3. Explaining transparently how the model is working and how the outputs were achieved. This is very important to show there aren’t any unintended biases in the AI model.
Future-proofing workforce skills
Laura Faulconer, portfolio director for CommBank’s venture scaler, x15ventures, who moderated the session, asked the panel how companies could future-proof the workforce skills for such a rapidly developing technology.
Simpson-Young noted most knowledge workers will use AI as a large part of their jobs, that much knowledge work will be done by AI and people who thrive in this environment will have two skills. “Firstly, make sure you’re good at being human,” he said, adding the second skill is knowing how to supervise AI, which means understanding how it can go wrong and when to trust the technology — and when not to.
Jermyn emphasised that the introduction of large language model AI means the technology is no longer only accessible to AI experts, but instead is now used broadly across industries and occupations. He gave the example of prompt engineers, who focus on the questions and language needed to interact with generative AI. Apparently, arts/humanities thinkers are best equipped to do this.

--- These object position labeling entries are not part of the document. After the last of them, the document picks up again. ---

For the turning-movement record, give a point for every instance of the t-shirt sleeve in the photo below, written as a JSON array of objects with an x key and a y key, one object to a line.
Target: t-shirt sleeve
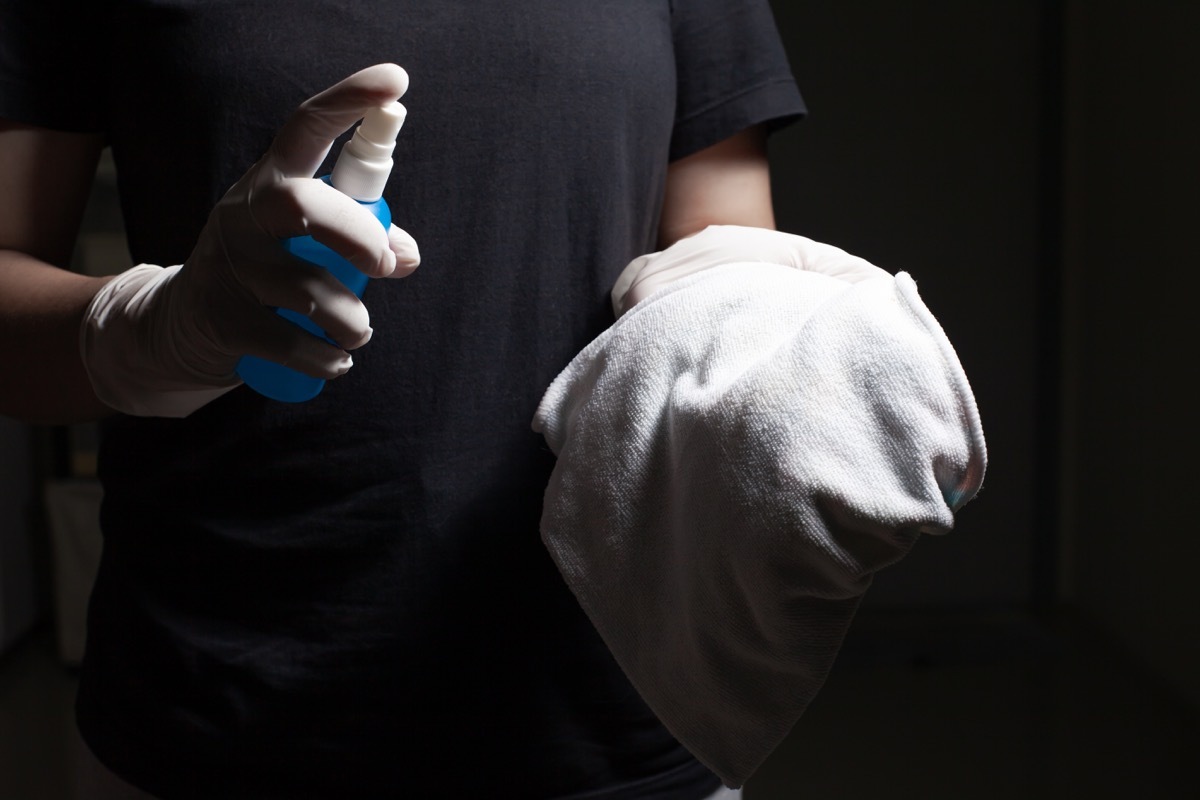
[
  {"x": 52, "y": 72},
  {"x": 731, "y": 71}
]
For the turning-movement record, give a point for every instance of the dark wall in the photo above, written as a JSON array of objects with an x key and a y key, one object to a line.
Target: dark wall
[
  {"x": 922, "y": 152},
  {"x": 1133, "y": 176}
]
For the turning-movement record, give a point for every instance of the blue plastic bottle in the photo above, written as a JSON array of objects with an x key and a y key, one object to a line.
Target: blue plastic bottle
[{"x": 361, "y": 172}]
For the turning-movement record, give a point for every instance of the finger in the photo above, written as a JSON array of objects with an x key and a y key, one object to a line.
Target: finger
[
  {"x": 304, "y": 140},
  {"x": 408, "y": 254},
  {"x": 303, "y": 206},
  {"x": 313, "y": 293},
  {"x": 274, "y": 338}
]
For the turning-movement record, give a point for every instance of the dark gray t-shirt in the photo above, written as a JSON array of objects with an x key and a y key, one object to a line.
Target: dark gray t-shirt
[{"x": 348, "y": 597}]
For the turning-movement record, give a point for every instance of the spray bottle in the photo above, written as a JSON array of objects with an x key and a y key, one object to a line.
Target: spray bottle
[{"x": 360, "y": 172}]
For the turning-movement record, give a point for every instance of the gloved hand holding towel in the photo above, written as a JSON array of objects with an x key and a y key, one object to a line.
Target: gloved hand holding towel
[{"x": 737, "y": 456}]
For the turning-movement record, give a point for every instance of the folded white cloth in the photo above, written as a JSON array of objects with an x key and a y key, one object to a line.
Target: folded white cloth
[{"x": 737, "y": 456}]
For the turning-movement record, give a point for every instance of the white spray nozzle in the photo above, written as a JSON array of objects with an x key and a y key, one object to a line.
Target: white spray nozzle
[{"x": 365, "y": 162}]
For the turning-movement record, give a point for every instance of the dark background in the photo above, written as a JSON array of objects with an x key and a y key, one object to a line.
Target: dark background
[{"x": 1035, "y": 167}]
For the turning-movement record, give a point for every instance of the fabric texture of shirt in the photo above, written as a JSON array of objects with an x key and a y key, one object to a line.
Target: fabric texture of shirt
[{"x": 348, "y": 597}]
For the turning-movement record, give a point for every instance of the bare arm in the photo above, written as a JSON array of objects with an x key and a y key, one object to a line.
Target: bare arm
[
  {"x": 45, "y": 179},
  {"x": 725, "y": 184}
]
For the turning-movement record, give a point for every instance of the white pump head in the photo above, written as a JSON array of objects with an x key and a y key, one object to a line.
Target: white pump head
[{"x": 365, "y": 162}]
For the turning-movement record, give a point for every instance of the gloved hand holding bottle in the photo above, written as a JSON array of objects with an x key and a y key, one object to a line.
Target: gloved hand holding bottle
[{"x": 165, "y": 341}]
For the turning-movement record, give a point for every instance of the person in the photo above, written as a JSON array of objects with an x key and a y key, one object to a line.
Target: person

“One of the most important things is to make sure everybody gets an opportunity to engage, because within a large organisation like ours, everyone has an important role to play in delivering better outcomes for our customers,” said Jermyn.
Education is key
CommBank CEO Matt Comyn and senior executives have been educated across advanced concepts and how AI is being used at the bank. Other leaders were given an understanding of common AI terms so they could lead cross-functional teams and speak the same language. CommBank staff are learning similar content through a series of micro courses.
This article first appeared under the headline 'Competitive AI advantage' in the June 2025 issue of Company Director magazine.